How to Move in With a New Roommate
It can be challenging to find a place you can afford in NYC. When you add a new roommate (or more!) into the mix, the apprehension and anxiety can build quickly.
There are always risks to consider when starting new chapters in your life. Whether you’re a student moving into your first place or sharing with a roommate for the first time, here are some steps you can take to make the transition easier to manage.
Tips for Easing into a New Roommate Relationship
1. Offer a friendly introduction.
Successful relationships start with communication. If you’re open and honest with each other, you can get the roommate situation started on the right foot. It can feel awkward or intimidating during those initial conversations.
When you take some time to break the ice, share a fun activity, or ask questions in a genuine attempt to get to know the other person or people, everyone’s comfort levels can start rising.
2. Keep the conversation active.
Some conversations with roommates are unpleasant. When you share space with people, conflicts, annoyances, and arguing can happen. Instead of stuffing your emotions inside to let them fester and erupt, the best option is to have an honest and polite talk about what bothers you.
If you allow the same in return, you can have objective discussions instead of a heated argument that could lead to something that you both regret.
3. Set some ground rules right away.
If you want to avoid conflict in your roommate relationship, the best step you can take is to set some healthy boundaries and ground rules. There should be mutually agreed upon consequences for when these guidelines get broken. Most situations can be governed by common sense. If you didn’t buy the takeout or the toothpaste, don’t automatically consider them yours to have.
4. Sharing sometimes makes financial sense.
Some people have significant problems with sharing their items. Others have no problem letting you have access to the things they’ve purchased. It is often helpful to create an expense list for the month where everyone is responsible for providing items to the home. When everyone pays a little for everything, it often costs less than each person buying what they need.
5. Settle on some quiet time.
Each roommate has a schedule to balance with the need to relax, unwind, and have some quiet time at home. It helps to agree on what times loud music is appropriate and when sleep or studying requires silence.
There are always workarounds that can help you get along with your roommates. If you’re working opposite schedules, noise-canceling headphones can let you enjoy loud music without being a disturbance.

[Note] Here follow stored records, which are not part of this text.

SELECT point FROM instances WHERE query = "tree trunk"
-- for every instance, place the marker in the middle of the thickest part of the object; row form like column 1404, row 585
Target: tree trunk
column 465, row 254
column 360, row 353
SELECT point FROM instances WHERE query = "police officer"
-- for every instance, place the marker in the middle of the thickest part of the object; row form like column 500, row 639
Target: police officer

6. Everyone needs to be helping with the chores.
Although chores aren’t a favorite activity in most homes, it’s one of those things that need to get done. Instead of making one person feel like they’re doing all the work, it helps to create a schedule, calendar, or chart where these responsibilities get divided.
Some people cannot contribute equally because of their job responsibilities or other factors that keep them away from home. In that situation, perhaps offering to bring food or getting on the schedule when it is possible can ease some tension.
7. Have an exit plan.
Even when you and your roommates work hard at creating a cohesive and friendly home, some personalities don’t get along. You might not dislike each other, but life might get to a point where you need to go in separate directions.

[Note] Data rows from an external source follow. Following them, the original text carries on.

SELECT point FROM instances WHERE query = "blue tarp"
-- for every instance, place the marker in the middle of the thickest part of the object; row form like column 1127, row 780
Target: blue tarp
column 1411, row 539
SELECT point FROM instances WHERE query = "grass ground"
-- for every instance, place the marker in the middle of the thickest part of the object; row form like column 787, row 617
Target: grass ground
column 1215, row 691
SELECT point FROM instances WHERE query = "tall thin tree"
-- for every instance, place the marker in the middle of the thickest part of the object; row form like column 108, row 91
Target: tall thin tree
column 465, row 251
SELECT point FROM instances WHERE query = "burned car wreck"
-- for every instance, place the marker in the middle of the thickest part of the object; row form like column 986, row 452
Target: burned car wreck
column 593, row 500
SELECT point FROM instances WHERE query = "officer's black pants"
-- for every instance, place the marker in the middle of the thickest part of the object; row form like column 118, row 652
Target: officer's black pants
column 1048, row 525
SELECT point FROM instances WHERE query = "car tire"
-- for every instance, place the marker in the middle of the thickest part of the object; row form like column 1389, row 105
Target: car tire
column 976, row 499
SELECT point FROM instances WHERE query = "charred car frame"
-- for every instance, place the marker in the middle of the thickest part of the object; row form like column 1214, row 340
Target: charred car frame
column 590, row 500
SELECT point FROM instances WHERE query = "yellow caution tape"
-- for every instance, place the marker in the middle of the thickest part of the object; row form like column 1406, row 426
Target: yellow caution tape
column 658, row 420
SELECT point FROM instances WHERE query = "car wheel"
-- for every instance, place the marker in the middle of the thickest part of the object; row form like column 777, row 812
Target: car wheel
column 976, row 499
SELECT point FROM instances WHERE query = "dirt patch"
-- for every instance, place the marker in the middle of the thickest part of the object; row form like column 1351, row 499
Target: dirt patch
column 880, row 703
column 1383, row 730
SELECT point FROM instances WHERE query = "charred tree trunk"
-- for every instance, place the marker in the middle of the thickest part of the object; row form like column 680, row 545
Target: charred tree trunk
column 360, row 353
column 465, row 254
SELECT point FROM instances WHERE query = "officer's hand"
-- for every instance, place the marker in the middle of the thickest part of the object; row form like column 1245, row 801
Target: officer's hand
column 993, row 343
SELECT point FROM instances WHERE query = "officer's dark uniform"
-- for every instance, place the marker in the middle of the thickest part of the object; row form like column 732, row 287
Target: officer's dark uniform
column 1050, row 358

The first step is to talk things out to see if an alternative plan can get developed so that everyone can stay together and be happy. Should that effort be unsuccessful, it helps to create an exit strategy so that you can get out of there without spending a fortune.
You’ll need to think about your rental costs, the share of utility or cable expenses, and other factors that could get expensive quickly.

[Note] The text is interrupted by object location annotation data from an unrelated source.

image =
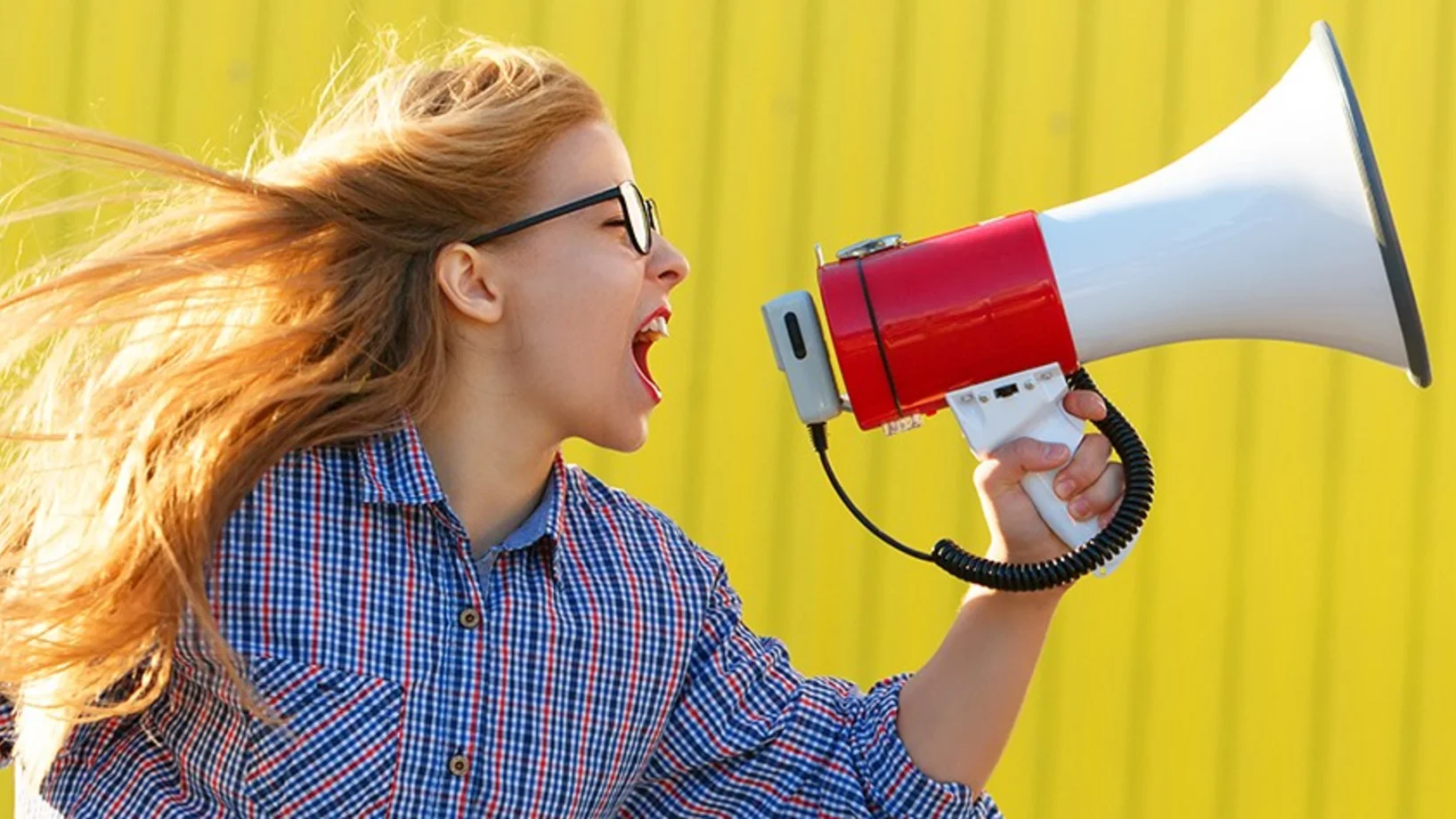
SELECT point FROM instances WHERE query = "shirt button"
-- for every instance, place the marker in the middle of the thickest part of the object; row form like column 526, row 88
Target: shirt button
column 469, row 619
column 459, row 764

Moving in With a Roommate Can Be Fun?
Although living with a roommate can be challenging, it is also one of the best opportunities to make a new friend or form a relationship. It doesn’t always work out, but plenty of people continue to be best friends with their roomies.
When you take these steps to move in with a new roommate, it’ll be much easier to find the positives in this unique opportunity. You might feel a little nervous, but don’t worry – the other person likely feels the same way.